Whether you’re keeping track of your macros, or simply monitoring the intake of nutrients your kids eat daily, there is no doubt that the nutritional facts chart provides valuable information. Registered dietitian Sally breaks down the complexities of the updated chart that can sometimes feel overwhelming to understand.

Some people say that food labels don’t matter as long as you’re choosing healthy foods.

But I disagree–food labels reveal a lot. That “healthy” chia muffin might contain a day’s worth of added sugar, and that hearty-looking “cracked wheat” bread could have zero fiber. You won’t know unless you look at the label.

And now those labels are new and improved because after 20 years, the Nutrition Facts Panel got a little makeover.

You’ve probably seen the new label already, since large manufacturers were required by the FDA to start using it last month. Smaller companies have another year to comply.

The new label is designed to make it easier for you to make choices–and reflect more current knowledge about nutrition.

Here are the biggest changes to know about the new food label:

Key information is easier to spot.

You’ll see a larger font for calories, serving size and servings per container. That’s an important starting point for reading the rest of the label, so the FDA wanted to make sure those values stood out.

Serving sizes are realistic.

Serving sizes have changed to better represent how much people actually eat and drink. A serving of soda went from 8 ounces to 12 ounces, the size of a standard soda can. A serving of ice cream has grown from ½ cup to ⅔ cup (which, let’s face it, is probably still too small!). And if a product comes in what looks like a single serving container but isn’t (like a 20-ounce bottle of lemonade or a small two-serving bag of chips), manufacturers must list the calories and nutrients for the whole package as well as just one serving.

Sugar makes more sense.

There’s so much emphasis on limiting sugar, but food labels have been confusing for items like fruit, milk, and plain yogurt, which all contain natural sugar–not the type you need to limit. On the new label, “added sugar” (the kind put in by manufacturers in the form of table sugar, honey, and other sweeteners) must be listed below total sugar. There’s also a Daily Value listed for added sugar: 50g or about 10% of total calories.

Looking to cut added sugars in your diet? Check out this episode of Food Rx for more tips.

Outdated info was scrapped.

Remember when fat was the enemy? With much less obsession over avoiding fat–and science to show that it’s the kind of fat that matters, not how much–”calories from fat” was cut from the label. I say, good riddance!

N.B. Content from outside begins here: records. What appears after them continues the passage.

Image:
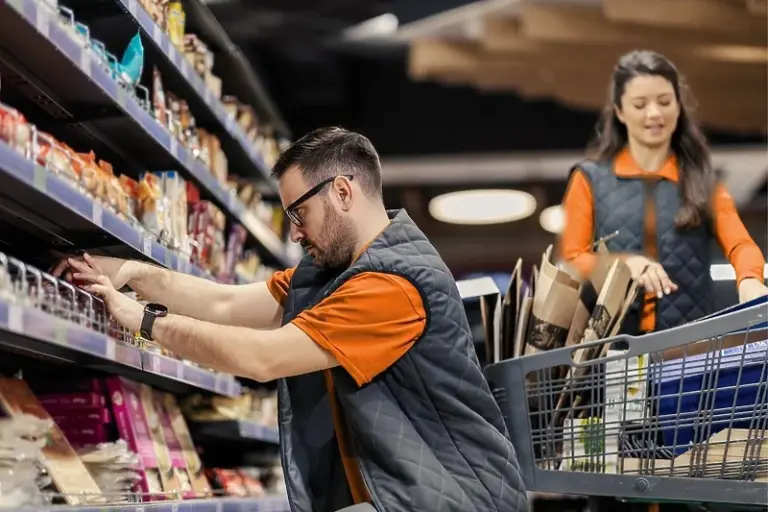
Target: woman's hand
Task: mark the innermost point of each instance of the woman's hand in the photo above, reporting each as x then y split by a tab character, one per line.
126	311
650	275
750	289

There’s new advice about sodium and fiber.

The Daily Value for sodium decreased from 2,400mg to 2,300mg–so your favorite canned soup or frozen dinner might look a little higher in salt. But the Daily Value for fiber has increased from 25g per day to 28g because there’s so much research linking high-fiber diets with better health.

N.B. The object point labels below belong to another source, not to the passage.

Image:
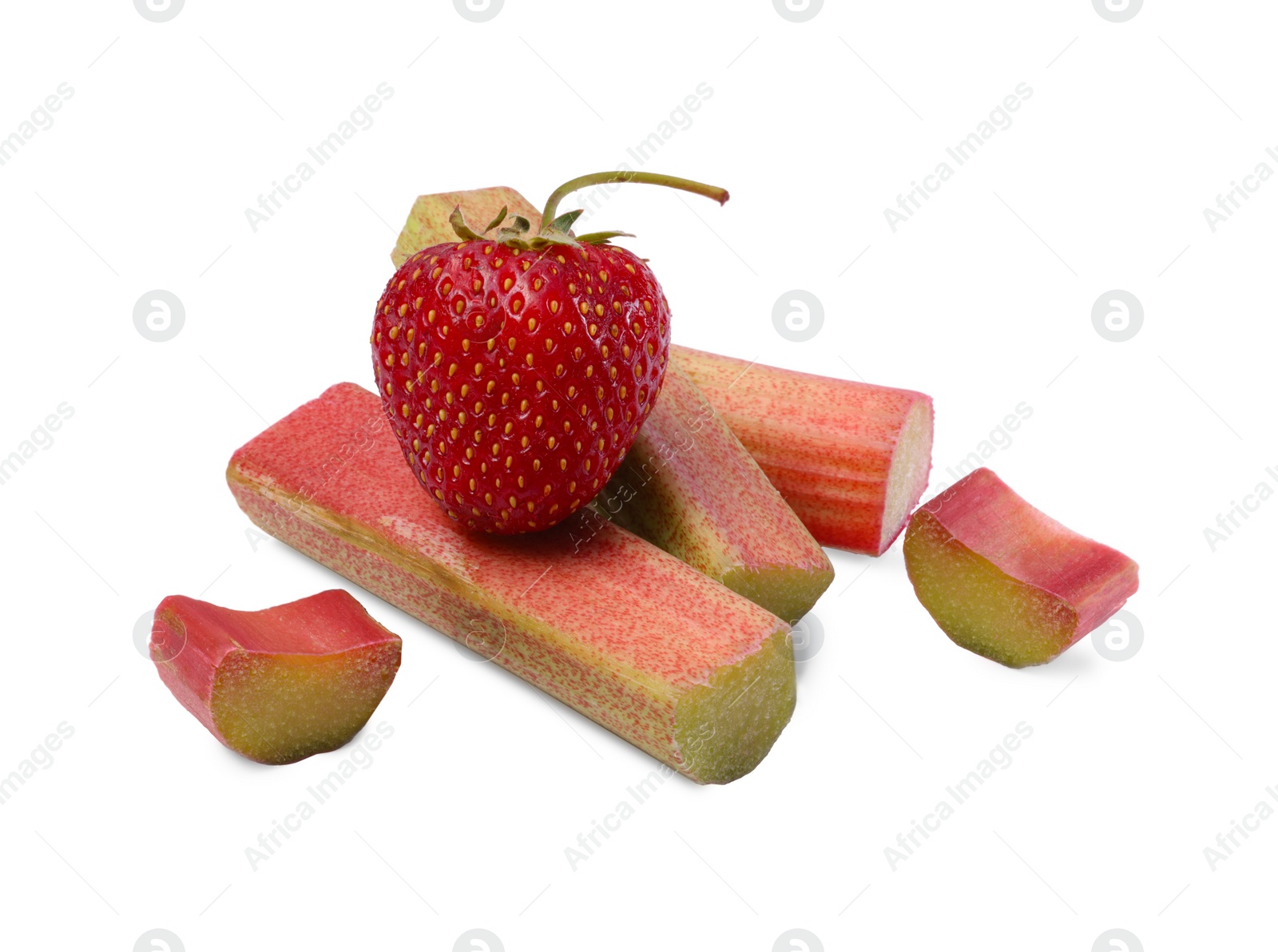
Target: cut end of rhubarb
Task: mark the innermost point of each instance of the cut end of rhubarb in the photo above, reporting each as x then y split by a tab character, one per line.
724	728
907	476
1005	581
851	459
690	489
281	684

How much fiber should your family be getting? Check out this post for tips and ideas to eat more.

Vitamin D and potassium get some spotlight.

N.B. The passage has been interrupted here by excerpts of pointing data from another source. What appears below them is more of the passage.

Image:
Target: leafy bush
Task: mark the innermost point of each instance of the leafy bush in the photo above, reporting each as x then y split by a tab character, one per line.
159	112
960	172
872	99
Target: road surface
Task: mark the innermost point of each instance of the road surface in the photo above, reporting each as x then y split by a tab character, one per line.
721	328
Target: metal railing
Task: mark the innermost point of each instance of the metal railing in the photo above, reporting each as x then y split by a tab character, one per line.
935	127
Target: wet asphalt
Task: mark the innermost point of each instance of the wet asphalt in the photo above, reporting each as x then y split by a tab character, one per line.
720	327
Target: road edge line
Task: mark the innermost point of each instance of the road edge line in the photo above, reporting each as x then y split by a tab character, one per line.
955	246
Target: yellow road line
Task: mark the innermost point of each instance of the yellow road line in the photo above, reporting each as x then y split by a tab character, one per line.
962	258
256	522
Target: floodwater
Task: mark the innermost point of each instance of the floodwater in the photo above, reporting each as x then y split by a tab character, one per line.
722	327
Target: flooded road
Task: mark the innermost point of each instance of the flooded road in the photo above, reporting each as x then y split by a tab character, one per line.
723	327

Vitamin D and potassium must now be listed on the label because they’re “nutrients of concern” that most people don’t get enough of. On the other hand, values for Vitamins A and C aren’t required anymore, since they’re easier to get.

Daily Values are (sort of) demystified.

Percent Daily Values are confusing, so the new label includes a little footnote explaining them: “The % Daily Value tells you how much a nutrient in a serving of food contributes to a daily diet.” Still confused? Think of Daily Values as general daily recommended amounts (or limits) of nutrients. The percentages on the label tell you how much that food contributes toward the Daily Value. A quick and dirty tip on Daily Values: 5 percent or less is low (good for things like sodium), 20 percent or more is considered high (good for things like fiber).